Every year, there are certain areas or industries which attracts the Australian Taxation Office’s attention every year. Here is what we know of what they will be focusing on this year:

Business Structures

Consolidation allows wholly-owned corporate groups to operate as a single entity for income tax purposes. The below will be attracting attention:

  • CGT Consequences: The focus is on the reporting of capital gains or losses related to consolidation. Situations include:
            • Corporate groups that restructure and have one or more consolidated groups within a private group
            • where multiple entities join/leave the group
            • incorrectly reporting capital gains or losses arising from annual compliance arrangement calculations and allocation processes on joining or leaving the consolidated group.
  • Cost-setting rules: Focus is on allocable cost amount calculations and allocations on joining/leaving a group. Situations include:
            • restructuring which may affect the ACA calculation, before joining, forming or leaving a consolidated group
            • miscalculating or overstating the ACA.
            • inappropriately including or excluding assests before allocating ACA
            • incorrectly calculating ACA when leaving a group
            • incorrectly allocating ACA to the membership interests and treatment of pre-CGT shares.
  • Membership: Focus is on the formation of a consolidated group and eligibility of members. Situations include:
            • the incorrect formation of a consolidated group
            • incorrectly including or excluding an entity as a member of a consolidated group
            • late notifications of entries or exits from a consolidated group.
  • Losses: Focus is o n whether the available fraction has been correctly calculated and losses correctly used. Situations include:
            • incorrectly including or excluding an entity as a member of a consolidated group, where it may cause unintended tax benefits
            • incorrectly transferring or using losses
            • high available fractions that, if incorrect, would allow a consolidated group to use transferred losses at an inappropriate rate
            • failing to adjust the available fraction as required.

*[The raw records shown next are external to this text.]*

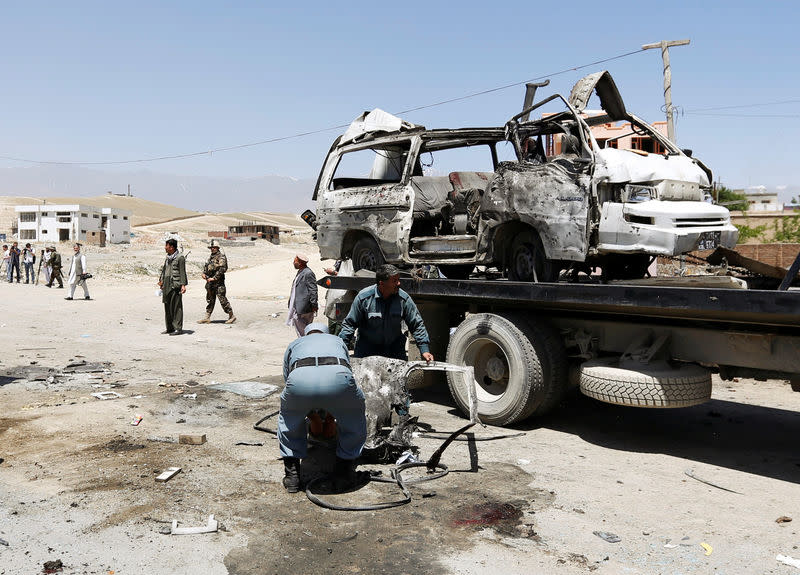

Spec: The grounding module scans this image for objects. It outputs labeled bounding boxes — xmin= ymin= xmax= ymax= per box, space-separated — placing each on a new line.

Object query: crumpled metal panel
xmin=594 ymin=148 xmax=709 ymax=186
xmin=479 ymin=158 xmax=590 ymax=261
xmin=339 ymin=108 xmax=422 ymax=146
xmin=569 ymin=70 xmax=628 ymax=120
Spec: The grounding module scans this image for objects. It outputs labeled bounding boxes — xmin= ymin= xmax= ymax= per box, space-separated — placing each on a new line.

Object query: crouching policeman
xmin=278 ymin=323 xmax=367 ymax=493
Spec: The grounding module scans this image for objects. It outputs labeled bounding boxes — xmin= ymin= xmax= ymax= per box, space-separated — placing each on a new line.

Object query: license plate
xmin=697 ymin=232 xmax=721 ymax=251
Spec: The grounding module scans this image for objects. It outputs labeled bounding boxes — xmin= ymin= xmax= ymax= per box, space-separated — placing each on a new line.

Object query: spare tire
xmin=447 ymin=313 xmax=565 ymax=425
xmin=580 ymin=358 xmax=711 ymax=407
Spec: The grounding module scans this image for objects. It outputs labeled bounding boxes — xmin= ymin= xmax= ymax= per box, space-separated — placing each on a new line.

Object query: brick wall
xmin=735 ymin=244 xmax=800 ymax=268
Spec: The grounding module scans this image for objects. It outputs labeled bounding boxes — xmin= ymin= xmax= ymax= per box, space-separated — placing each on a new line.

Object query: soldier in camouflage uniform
xmin=197 ymin=240 xmax=236 ymax=323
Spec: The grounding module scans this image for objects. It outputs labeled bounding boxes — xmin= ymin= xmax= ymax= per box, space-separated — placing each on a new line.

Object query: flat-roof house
xmin=14 ymin=204 xmax=133 ymax=245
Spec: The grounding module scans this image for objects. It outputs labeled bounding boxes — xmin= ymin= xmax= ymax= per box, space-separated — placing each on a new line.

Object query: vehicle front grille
xmin=675 ymin=217 xmax=728 ymax=228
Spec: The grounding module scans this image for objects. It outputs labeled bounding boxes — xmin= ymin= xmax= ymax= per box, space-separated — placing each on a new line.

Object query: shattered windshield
xmin=330 ymin=141 xmax=411 ymax=190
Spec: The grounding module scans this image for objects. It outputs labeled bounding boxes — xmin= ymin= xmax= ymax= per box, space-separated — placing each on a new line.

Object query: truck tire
xmin=580 ymin=359 xmax=711 ymax=407
xmin=439 ymin=264 xmax=475 ymax=280
xmin=447 ymin=313 xmax=566 ymax=425
xmin=352 ymin=236 xmax=386 ymax=272
xmin=505 ymin=231 xmax=559 ymax=282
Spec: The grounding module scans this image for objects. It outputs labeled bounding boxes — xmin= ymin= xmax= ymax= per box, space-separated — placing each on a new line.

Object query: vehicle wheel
xmin=600 ymin=254 xmax=652 ymax=280
xmin=447 ymin=313 xmax=566 ymax=425
xmin=505 ymin=232 xmax=558 ymax=282
xmin=580 ymin=359 xmax=711 ymax=407
xmin=439 ymin=264 xmax=475 ymax=280
xmin=352 ymin=236 xmax=386 ymax=272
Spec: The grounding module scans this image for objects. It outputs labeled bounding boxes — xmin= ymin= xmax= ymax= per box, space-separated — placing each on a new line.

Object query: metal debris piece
xmin=147 ymin=435 xmax=178 ymax=443
xmin=775 ymin=555 xmax=800 ymax=569
xmin=156 ymin=467 xmax=181 ymax=483
xmin=208 ymin=381 xmax=278 ymax=399
xmin=92 ymin=391 xmax=122 ymax=399
xmin=592 ymin=531 xmax=622 ymax=543
xmin=170 ymin=515 xmax=219 ymax=535
xmin=684 ymin=469 xmax=741 ymax=495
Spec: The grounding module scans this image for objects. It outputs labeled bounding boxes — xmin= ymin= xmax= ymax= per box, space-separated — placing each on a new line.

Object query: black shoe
xmin=283 ymin=457 xmax=300 ymax=493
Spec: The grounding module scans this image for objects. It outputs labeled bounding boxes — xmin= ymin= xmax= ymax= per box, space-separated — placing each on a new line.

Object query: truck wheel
xmin=580 ymin=359 xmax=711 ymax=407
xmin=352 ymin=236 xmax=386 ymax=272
xmin=505 ymin=232 xmax=558 ymax=282
xmin=439 ymin=264 xmax=475 ymax=280
xmin=447 ymin=313 xmax=566 ymax=425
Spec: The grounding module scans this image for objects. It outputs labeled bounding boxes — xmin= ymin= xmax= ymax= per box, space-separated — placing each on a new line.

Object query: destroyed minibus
xmin=314 ymin=72 xmax=738 ymax=281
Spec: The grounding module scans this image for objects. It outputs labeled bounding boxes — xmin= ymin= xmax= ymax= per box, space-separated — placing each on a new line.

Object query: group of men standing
xmin=0 ymin=242 xmax=91 ymax=300
xmin=0 ymin=242 xmax=36 ymax=283
xmin=158 ymin=238 xmax=236 ymax=335
xmin=158 ymin=238 xmax=434 ymax=493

Demergers involves restructuring of a corporate group by splitting its operations into two or more entities or groups. Situations include:

  • disposing of the demerged entity or business after the demerger event
  • shareholders acquiring more than their share of the new interests in the demerged entity
  • schemes aiming to inappropriately obtain CGT rollover concessions through a corporate restructure that does not satisfy the demerger requirements
  • demergers that appear to have been undertaken to obtain a tax benefit rather than to improve business efficiency
  • demergers that eliminate or significantly reduce assessable capital gains or dividends.


Other behaviours

  • tax or economic performance not comparable to similar businesses
  • low transparency of your tax affairs
  • large, one-off or unusual transactions, including the transfer or shifting of wealth
  • aggressive tax planning
  • tax outcomes inconsistent with the intent of the tax law
  • choosing not to comply, or regularly taking controversial interpretations of the law, without engaging with us
  • lifestyle not supported by after-tax income
  • accessing business assets for tax-free private use
  • poor governance and risk-management systems.